Outfitted in a blue poncho, Kári works at the local fish factory, which is on the brink of closure, prepping whole fish as part of an assembly line. It’s far from what many would consider a dream job, but he has no issue working there. Everyone in his life seems to be trying to leave the Faroe Islands for new opportunities, including his friend Regin (Bjørn M Mohr) and his love interest Elin (Esther á Fjallinum) – all except Kári himself.

But let it be clear: his entangled emotional state is far from a feeling of complacency, and this is deftly conveyed through Hildibjartsson Hansen’s performance in very few words as well as through the intimate handheld camera of DoP Virginie Surdej, who lensed the helmer’s last film and all of Maryam Touzani’s features.
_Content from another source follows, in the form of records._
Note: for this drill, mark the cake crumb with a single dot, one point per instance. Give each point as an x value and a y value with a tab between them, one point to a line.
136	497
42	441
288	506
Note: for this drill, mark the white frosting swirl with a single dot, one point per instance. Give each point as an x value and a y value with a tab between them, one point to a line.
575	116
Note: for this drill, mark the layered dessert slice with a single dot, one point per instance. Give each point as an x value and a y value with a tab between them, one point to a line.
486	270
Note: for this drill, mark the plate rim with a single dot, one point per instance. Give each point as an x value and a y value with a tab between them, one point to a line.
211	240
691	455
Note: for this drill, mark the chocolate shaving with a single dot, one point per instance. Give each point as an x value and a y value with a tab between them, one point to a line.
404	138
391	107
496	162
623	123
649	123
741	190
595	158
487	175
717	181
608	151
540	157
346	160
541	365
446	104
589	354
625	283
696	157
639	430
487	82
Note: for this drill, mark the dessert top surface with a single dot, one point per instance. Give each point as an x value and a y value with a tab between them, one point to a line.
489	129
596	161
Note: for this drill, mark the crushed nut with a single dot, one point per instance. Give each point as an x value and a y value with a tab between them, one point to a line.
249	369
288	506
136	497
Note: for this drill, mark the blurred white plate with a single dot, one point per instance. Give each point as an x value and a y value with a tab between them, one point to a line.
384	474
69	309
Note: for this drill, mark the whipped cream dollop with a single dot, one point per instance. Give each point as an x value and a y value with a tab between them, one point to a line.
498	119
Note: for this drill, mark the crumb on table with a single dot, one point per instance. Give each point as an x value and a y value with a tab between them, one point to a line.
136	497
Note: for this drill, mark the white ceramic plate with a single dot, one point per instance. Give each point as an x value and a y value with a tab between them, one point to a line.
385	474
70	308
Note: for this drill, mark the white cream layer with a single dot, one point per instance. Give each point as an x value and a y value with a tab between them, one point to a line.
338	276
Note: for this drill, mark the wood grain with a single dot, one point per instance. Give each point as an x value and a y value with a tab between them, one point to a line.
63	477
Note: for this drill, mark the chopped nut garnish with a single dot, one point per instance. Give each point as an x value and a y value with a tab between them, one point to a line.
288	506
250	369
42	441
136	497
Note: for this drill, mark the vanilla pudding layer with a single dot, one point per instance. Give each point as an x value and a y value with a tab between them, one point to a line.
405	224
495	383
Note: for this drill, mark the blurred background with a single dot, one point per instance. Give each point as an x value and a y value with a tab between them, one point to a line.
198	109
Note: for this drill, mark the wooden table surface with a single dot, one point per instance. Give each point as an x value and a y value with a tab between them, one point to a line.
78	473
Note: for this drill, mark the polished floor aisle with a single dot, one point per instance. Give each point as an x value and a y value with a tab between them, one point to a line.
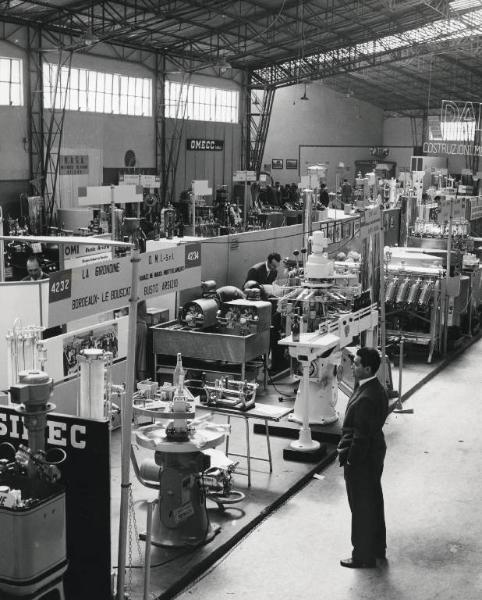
433	496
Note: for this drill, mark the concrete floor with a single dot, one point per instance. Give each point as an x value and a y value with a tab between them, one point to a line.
433	493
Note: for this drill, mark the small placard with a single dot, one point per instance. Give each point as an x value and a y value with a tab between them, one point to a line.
60	285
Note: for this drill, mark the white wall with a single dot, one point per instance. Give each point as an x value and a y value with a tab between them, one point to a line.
336	127
13	128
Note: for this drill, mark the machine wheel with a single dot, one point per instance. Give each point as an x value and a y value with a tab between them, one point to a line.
232	498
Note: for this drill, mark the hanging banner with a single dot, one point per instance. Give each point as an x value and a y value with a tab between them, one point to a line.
204	145
92	289
77	164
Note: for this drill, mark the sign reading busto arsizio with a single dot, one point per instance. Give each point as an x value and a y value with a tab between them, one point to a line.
91	289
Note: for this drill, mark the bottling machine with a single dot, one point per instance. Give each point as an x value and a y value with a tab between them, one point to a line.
180	462
32	501
332	311
215	335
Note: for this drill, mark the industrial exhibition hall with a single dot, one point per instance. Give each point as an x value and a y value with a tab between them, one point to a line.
241	299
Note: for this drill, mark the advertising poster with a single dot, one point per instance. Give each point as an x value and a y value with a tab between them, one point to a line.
106	286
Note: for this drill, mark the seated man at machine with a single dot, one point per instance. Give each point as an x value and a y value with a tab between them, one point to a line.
265	272
34	270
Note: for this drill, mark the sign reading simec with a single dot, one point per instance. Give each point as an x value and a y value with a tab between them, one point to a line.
203	144
83	291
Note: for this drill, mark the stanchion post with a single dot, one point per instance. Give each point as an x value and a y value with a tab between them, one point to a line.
126	416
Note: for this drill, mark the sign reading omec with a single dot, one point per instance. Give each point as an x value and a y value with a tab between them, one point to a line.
92	289
204	144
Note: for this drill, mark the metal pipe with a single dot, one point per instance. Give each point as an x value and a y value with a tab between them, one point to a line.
400	372
147	555
126	416
382	301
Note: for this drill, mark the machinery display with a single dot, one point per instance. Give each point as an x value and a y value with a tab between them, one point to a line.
332	311
179	466
32	501
214	335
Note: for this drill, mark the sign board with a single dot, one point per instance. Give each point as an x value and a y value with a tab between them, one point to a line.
242	176
80	250
204	145
150	181
129	179
92	289
86	477
123	194
74	164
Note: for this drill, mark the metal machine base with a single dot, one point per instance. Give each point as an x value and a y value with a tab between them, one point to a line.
304	455
175	541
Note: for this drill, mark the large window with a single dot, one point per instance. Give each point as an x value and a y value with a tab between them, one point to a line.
186	101
93	91
11	81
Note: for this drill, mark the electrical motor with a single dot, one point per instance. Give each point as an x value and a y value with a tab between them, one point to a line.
199	314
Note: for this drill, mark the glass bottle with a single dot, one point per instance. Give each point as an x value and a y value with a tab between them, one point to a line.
178	371
295	327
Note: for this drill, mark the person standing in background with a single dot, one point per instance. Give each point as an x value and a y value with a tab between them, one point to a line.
324	196
346	192
34	270
361	453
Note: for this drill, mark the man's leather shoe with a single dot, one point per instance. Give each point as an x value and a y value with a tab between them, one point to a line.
352	563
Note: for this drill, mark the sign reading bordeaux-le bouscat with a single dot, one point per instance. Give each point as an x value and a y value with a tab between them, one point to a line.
204	144
90	289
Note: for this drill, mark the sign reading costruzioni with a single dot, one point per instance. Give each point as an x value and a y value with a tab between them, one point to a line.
204	144
91	289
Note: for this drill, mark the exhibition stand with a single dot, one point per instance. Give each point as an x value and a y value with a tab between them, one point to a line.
89	293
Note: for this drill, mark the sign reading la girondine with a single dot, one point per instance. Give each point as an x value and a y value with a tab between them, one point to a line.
91	289
74	164
455	131
204	144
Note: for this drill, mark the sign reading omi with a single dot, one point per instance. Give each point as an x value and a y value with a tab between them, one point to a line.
91	289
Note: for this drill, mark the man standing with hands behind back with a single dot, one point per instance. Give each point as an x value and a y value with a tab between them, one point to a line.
361	452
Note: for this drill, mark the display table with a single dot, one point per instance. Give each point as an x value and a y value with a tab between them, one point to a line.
214	352
265	412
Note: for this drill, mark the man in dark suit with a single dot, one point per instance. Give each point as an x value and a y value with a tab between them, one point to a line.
265	272
361	452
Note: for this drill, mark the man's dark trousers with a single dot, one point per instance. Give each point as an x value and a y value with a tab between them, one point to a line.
365	496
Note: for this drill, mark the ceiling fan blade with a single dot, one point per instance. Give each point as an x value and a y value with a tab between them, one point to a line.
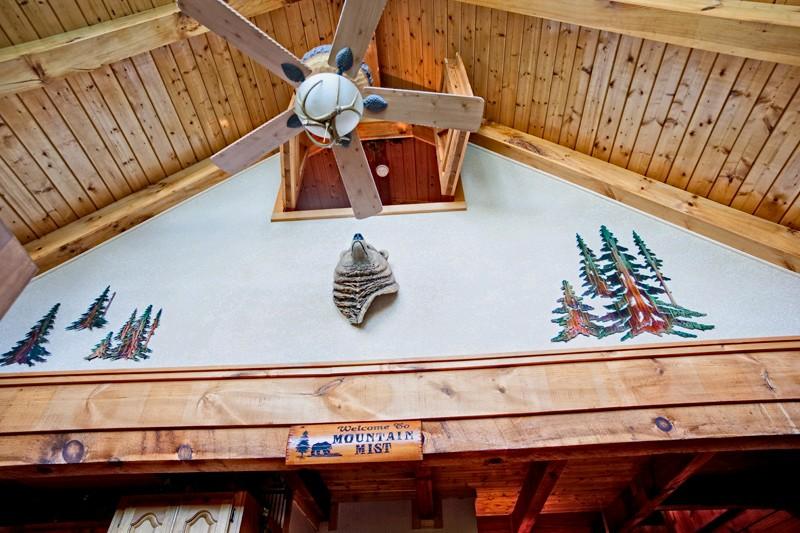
439	110
357	178
249	149
356	25
226	22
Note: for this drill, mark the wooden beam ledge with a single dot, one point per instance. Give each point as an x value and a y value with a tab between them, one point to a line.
764	239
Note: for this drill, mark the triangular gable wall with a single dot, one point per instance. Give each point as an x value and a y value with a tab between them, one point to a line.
236	289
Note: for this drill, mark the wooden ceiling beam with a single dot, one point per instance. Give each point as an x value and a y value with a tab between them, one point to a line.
538	485
659	478
764	239
89	231
32	64
16	269
760	31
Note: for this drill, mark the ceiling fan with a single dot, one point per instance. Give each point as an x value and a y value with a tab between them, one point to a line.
333	95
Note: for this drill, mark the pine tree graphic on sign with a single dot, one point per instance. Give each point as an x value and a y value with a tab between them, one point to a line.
29	350
95	316
303	445
576	319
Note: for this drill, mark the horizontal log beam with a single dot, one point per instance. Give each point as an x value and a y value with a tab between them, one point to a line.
79	236
32	64
764	239
760	31
625	433
315	396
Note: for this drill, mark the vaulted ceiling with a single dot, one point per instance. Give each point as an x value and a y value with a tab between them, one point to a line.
719	126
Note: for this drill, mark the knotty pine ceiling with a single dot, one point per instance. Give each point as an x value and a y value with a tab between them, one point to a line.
719	126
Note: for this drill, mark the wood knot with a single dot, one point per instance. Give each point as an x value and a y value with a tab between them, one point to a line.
663	424
73	451
185	452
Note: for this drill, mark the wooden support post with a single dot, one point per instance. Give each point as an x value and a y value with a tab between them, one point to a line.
16	269
451	145
659	478
539	483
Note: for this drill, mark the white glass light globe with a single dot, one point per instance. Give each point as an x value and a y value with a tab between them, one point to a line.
322	93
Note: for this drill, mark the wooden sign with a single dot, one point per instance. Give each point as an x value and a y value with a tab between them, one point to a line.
360	442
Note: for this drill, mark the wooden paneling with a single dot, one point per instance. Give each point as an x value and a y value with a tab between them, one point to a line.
716	125
84	141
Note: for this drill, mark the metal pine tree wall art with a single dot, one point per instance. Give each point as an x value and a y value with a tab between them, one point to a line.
95	315
635	286
132	339
30	350
576	318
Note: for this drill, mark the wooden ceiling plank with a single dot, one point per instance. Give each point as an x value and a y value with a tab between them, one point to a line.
641	89
726	71
764	239
16	269
660	477
588	40
619	87
141	108
769	108
562	71
33	63
659	103
731	122
230	83
769	33
164	108
777	150
167	68
548	45
67	145
91	100
220	104
15	222
596	91
539	484
66	242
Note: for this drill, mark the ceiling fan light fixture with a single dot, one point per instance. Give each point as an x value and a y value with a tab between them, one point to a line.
329	106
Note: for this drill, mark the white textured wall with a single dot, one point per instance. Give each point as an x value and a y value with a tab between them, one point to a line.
237	289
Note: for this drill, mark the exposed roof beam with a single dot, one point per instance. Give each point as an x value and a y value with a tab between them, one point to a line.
16	269
32	64
89	231
659	478
761	31
539	483
769	241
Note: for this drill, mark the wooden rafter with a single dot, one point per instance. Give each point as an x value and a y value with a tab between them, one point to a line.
539	483
660	477
764	239
16	269
32	64
768	32
77	237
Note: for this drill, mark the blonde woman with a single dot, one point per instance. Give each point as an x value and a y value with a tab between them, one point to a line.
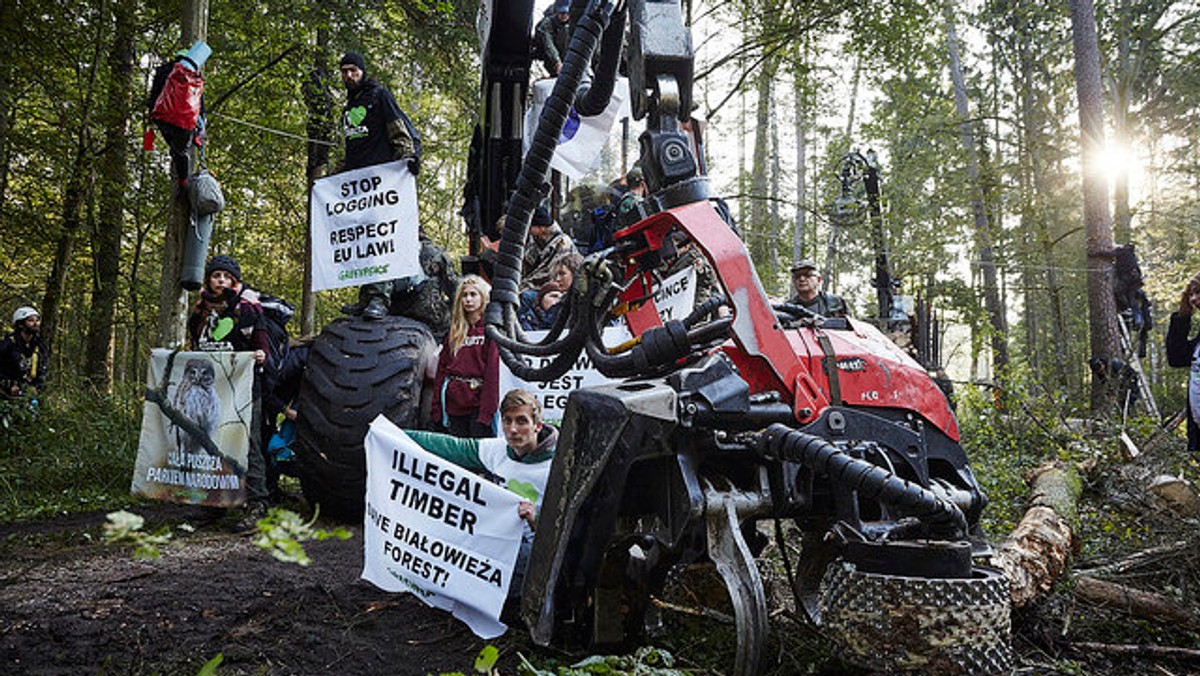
467	381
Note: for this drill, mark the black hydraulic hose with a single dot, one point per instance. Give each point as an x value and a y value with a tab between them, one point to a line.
593	96
703	310
869	479
499	316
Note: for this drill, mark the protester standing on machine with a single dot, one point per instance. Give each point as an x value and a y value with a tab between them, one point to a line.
24	357
376	131
1185	352
225	321
807	282
466	388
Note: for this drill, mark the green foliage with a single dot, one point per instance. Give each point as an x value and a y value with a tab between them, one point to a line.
75	454
647	660
126	527
210	666
282	531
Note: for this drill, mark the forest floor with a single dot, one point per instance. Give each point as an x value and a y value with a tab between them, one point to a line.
71	603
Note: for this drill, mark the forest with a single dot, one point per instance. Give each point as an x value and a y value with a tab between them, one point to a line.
1015	157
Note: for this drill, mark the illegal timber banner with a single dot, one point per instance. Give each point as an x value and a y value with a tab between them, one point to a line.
196	428
364	226
437	530
673	299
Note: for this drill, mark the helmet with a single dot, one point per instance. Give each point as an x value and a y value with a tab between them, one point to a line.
23	313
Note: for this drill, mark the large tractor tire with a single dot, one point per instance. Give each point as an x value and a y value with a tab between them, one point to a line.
895	623
357	370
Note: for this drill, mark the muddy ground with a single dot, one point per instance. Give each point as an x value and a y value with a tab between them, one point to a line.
70	604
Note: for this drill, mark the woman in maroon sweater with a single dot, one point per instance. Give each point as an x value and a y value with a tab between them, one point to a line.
467	382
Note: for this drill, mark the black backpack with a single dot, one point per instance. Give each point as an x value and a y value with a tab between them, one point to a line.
277	313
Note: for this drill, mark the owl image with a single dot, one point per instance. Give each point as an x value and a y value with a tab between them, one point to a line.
197	399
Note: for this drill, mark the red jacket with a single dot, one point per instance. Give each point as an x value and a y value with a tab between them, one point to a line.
468	383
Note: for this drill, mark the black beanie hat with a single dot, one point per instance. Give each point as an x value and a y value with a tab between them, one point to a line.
354	58
221	262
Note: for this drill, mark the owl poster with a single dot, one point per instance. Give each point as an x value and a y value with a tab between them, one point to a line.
196	428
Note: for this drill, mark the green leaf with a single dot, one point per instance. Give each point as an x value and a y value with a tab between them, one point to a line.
486	659
523	489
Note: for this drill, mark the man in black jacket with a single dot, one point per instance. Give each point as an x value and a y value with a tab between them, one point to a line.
24	358
376	131
1185	352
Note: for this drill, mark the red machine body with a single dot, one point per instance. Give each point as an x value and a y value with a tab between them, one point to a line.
811	366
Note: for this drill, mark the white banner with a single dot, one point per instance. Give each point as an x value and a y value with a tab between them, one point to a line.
582	138
437	530
364	226
196	428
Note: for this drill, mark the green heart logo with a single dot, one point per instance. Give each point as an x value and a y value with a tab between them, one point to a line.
225	324
522	489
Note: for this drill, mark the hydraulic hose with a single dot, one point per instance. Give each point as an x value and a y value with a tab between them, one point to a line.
499	316
869	479
593	96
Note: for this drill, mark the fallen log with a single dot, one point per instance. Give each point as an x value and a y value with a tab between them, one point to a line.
1134	650
1039	549
1138	603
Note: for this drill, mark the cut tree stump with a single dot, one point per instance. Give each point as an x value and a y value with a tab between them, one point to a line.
1039	549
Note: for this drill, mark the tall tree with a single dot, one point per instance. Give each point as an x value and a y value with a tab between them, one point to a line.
983	229
1098	223
113	184
172	298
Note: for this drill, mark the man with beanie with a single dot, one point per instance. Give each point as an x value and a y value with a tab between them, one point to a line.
24	357
545	244
226	319
376	131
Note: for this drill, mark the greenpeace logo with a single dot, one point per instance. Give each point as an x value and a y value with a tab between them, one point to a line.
358	273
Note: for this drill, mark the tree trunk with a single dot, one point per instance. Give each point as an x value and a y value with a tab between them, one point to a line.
172	298
802	168
114	177
321	130
759	225
1101	305
999	322
1041	546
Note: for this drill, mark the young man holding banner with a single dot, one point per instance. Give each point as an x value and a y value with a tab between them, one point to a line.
521	461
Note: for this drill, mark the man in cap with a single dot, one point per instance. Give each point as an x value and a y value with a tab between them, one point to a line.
545	244
552	35
807	282
24	357
377	131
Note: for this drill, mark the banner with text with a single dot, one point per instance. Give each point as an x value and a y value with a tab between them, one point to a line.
673	298
437	530
196	426
364	226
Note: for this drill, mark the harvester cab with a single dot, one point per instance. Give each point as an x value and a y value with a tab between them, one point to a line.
731	417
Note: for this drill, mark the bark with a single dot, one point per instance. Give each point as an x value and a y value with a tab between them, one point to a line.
999	322
802	168
1101	305
114	175
1143	605
172	298
1039	549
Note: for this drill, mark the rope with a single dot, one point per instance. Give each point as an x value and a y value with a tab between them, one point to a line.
269	130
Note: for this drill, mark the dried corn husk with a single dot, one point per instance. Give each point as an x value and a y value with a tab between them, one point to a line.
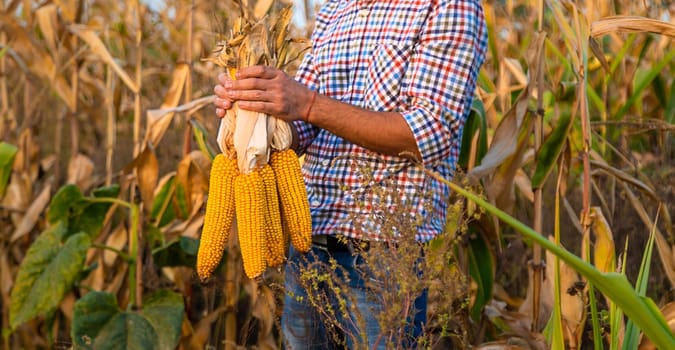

The profound beauty of the landscape – shot in dramatic, extra-wide shots with few characters – hits viewers like a truck, but the scenery never detracts focus from the impact of the narrative. An ambient, string-based score (original music by Hettarher) sporadically accompanies the filmmaker’s shots of the Faroe Islands, whose atmosphere oscillates between crystal clear and foggy dreamland – a symbolic gesture nodding towards what we all take for granted. The scenery wordlessly illuminates Kári’s love for his beloved home, something only he seems to notice.

His own gentle insistence on staying – becoming an integral part of the community along the way – challenges the status quo, calling into question just why everyone wishes to leave. Stórá has created a thematically abundant and underrated work that acts as a moving tribute to the Faroe Islands, one’s home and oneself, about both what changes and what remains the same.

The Last Paradise on Earth is a production by Denmark’s Adomeit Film ApS and the Faroe Islands’ Outlier Projects (formerly known as Kykmyndir). The film is sold by Copenhagen-based sales outfit Reinvent Yellow.